International career
- 1993–1999: Basque Country / 7 / (0)

= José Antonio Pikabea =

Spanish footballer

José Antonio Pikabea Larrarte (born 26 September 1970), also known as Kote, is a Spanish former professional footballer who played as a central defender.

==Club career==
Born in Hondarribia, Basque Country, Pikabea joined Real Sociedad's youth system at 17, going on to spend four seasons with their reserves. On 8 March 1992 he made his La Liga debut, playing 21 minutes in a 2–1 away win against Valencia CF; his first appearance was handed by John Toshack.

Still under the Welsh manager, Pikabea became an undisputed starter for the Gipuzkoa side from the 1992–93 campaign onwards. In 1997–98, he only missed two league games and totalled 3,214 minutes as the team finished in third position, thus qualifying for the UEFA Cup.

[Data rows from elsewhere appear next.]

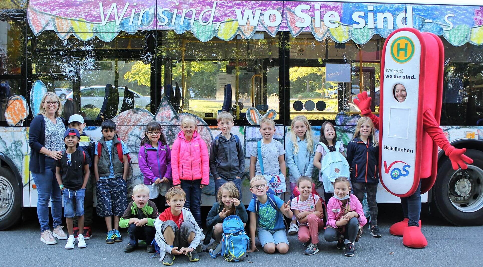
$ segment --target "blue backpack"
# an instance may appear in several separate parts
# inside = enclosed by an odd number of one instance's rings
[[[239,262],[247,257],[246,251],[249,246],[250,238],[245,232],[243,222],[240,217],[232,215],[223,220],[221,241],[210,254],[215,258],[221,254],[225,261]]]
[[[344,155],[339,153],[338,151],[329,152],[329,148],[325,144],[322,142],[317,143],[316,147],[318,145],[321,145],[324,150],[327,152],[326,155],[324,156],[322,161],[321,162],[322,169],[320,170],[319,175],[322,178],[322,183],[324,183],[324,189],[326,193],[334,193],[334,185],[332,183],[335,181],[336,178],[341,176],[347,177],[350,179],[351,171],[349,167],[349,163],[347,160],[345,159]],[[335,143],[336,149],[338,150],[340,147],[341,142],[337,141]]]

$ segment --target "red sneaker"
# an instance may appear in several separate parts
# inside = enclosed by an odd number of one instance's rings
[[[77,240],[77,238],[79,237],[79,227],[74,227],[73,228],[74,230],[74,238],[75,240]]]
[[[88,239],[92,237],[92,230],[90,227],[85,227],[84,231],[84,239]]]

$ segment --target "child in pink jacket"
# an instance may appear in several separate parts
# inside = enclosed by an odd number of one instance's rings
[[[336,247],[345,249],[345,255],[354,255],[354,242],[362,233],[367,223],[362,205],[355,196],[350,193],[350,183],[345,177],[334,182],[334,197],[327,203],[327,228],[324,238],[329,242],[337,241]],[[345,239],[349,242],[345,245]]]
[[[198,129],[194,117],[186,116],[181,121],[181,131],[171,150],[171,166],[173,185],[186,193],[185,207],[191,210],[200,227],[201,188],[210,182],[210,159],[206,143]]]

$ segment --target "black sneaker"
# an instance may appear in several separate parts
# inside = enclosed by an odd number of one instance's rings
[[[336,245],[335,247],[337,248],[338,250],[343,250],[345,248],[345,240],[343,239],[340,239],[339,241],[337,241],[337,245]]]
[[[379,231],[379,228],[377,226],[370,228],[370,234],[372,235],[372,236],[375,238],[380,238],[383,236],[383,235],[381,233],[381,231]]]
[[[196,252],[196,250],[194,250],[191,252],[188,252],[188,257],[189,258],[189,261],[198,261],[199,260],[199,256],[198,255],[198,253]]]
[[[154,246],[148,246],[146,250],[148,253],[155,253],[156,252],[156,249],[155,248]]]
[[[163,264],[165,265],[172,265],[173,261],[174,260],[174,255],[166,253],[163,259]]]
[[[305,249],[305,255],[313,255],[319,252],[319,247],[317,244],[310,244]]]
[[[347,243],[345,246],[345,255],[352,257],[354,255],[354,244],[352,243]]]
[[[132,252],[137,248],[135,245],[131,245],[130,243],[128,243],[128,245],[124,247],[124,252]]]

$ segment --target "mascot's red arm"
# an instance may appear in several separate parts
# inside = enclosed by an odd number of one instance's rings
[[[357,95],[357,98],[354,99],[354,104],[361,110],[361,115],[370,119],[374,124],[374,126],[379,129],[379,117],[372,114],[370,111],[371,98],[367,96],[367,92],[363,92]],[[464,154],[466,152],[466,148],[455,148],[451,145],[444,136],[443,130],[440,127],[439,124],[435,119],[434,114],[430,110],[426,111],[423,114],[423,127],[433,141],[444,151],[444,154],[451,161],[453,169],[456,170],[459,168],[466,169],[468,166],[465,162],[470,164],[473,163],[472,159]]]

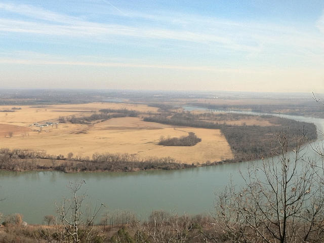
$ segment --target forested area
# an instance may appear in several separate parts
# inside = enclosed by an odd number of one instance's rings
[[[73,155],[73,154],[72,154]],[[45,159],[45,165],[39,160]],[[43,160],[44,161],[44,160]],[[40,163],[43,164],[44,163]],[[136,171],[147,170],[177,170],[194,167],[182,164],[170,157],[140,158],[128,153],[94,153],[89,157],[65,157],[44,151],[0,149],[0,170],[20,171],[54,170],[64,172],[81,171]]]

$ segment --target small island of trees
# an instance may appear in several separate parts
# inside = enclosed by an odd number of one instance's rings
[[[182,136],[180,138],[168,137],[161,136],[158,142],[159,145],[164,146],[194,146],[199,142],[201,139],[196,136],[194,133],[189,132],[188,136]]]

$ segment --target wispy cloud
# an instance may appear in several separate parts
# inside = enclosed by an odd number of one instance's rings
[[[76,61],[62,60],[29,60],[15,58],[1,58],[0,63],[14,64],[23,65],[62,65],[70,66],[87,66],[106,67],[126,67],[138,68],[158,68],[163,69],[186,70],[190,71],[204,71],[217,72],[238,72],[245,73],[258,73],[263,72],[262,71],[256,71],[240,68],[218,68],[212,66],[183,66],[177,65],[156,65],[147,64],[128,63],[122,62],[82,62]]]
[[[108,1],[104,2],[111,5]],[[2,32],[84,38],[96,36],[104,39],[112,35],[170,39],[207,44],[211,47],[247,52],[250,54],[258,53],[261,50],[260,47],[269,45],[302,48],[314,48],[322,45],[320,37],[313,36],[309,38],[307,33],[296,30],[294,26],[235,22],[179,13],[173,16],[170,14],[149,15],[117,9],[118,14],[126,19],[137,18],[165,23],[166,27],[161,28],[149,21],[143,25],[89,21],[80,17],[25,5],[0,4],[0,9],[29,18],[21,20],[19,18],[3,18],[0,19],[0,31]],[[320,29],[324,24],[322,19],[318,21]]]

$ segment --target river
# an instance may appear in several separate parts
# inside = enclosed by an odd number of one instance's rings
[[[324,130],[324,119],[271,114],[312,122]],[[320,137],[317,141],[321,139]],[[304,146],[303,151],[309,157],[315,156],[309,145]],[[42,223],[45,215],[55,215],[56,202],[70,196],[67,188],[69,182],[85,180],[83,189],[89,195],[86,203],[93,206],[104,202],[106,208],[102,213],[106,210],[129,210],[142,218],[153,210],[179,214],[208,213],[213,210],[215,193],[224,189],[230,177],[235,184],[241,184],[239,171],[244,171],[248,163],[130,173],[1,171],[0,199],[5,199],[0,202],[0,212],[4,215],[19,213],[28,223]]]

During most of his spell, Pikabea often partnered another Real Sociedad youth graduate, Loren. A continuous loss of form made him appear in just six matches in his penultimate season (again with Toshack, who was having his third stint as head coach), and none whatsoever in his last, with French Raynald Denoueix on the bench. He retired in June 2003 at the age of 32, having taken part in 313 competitive games for his only club.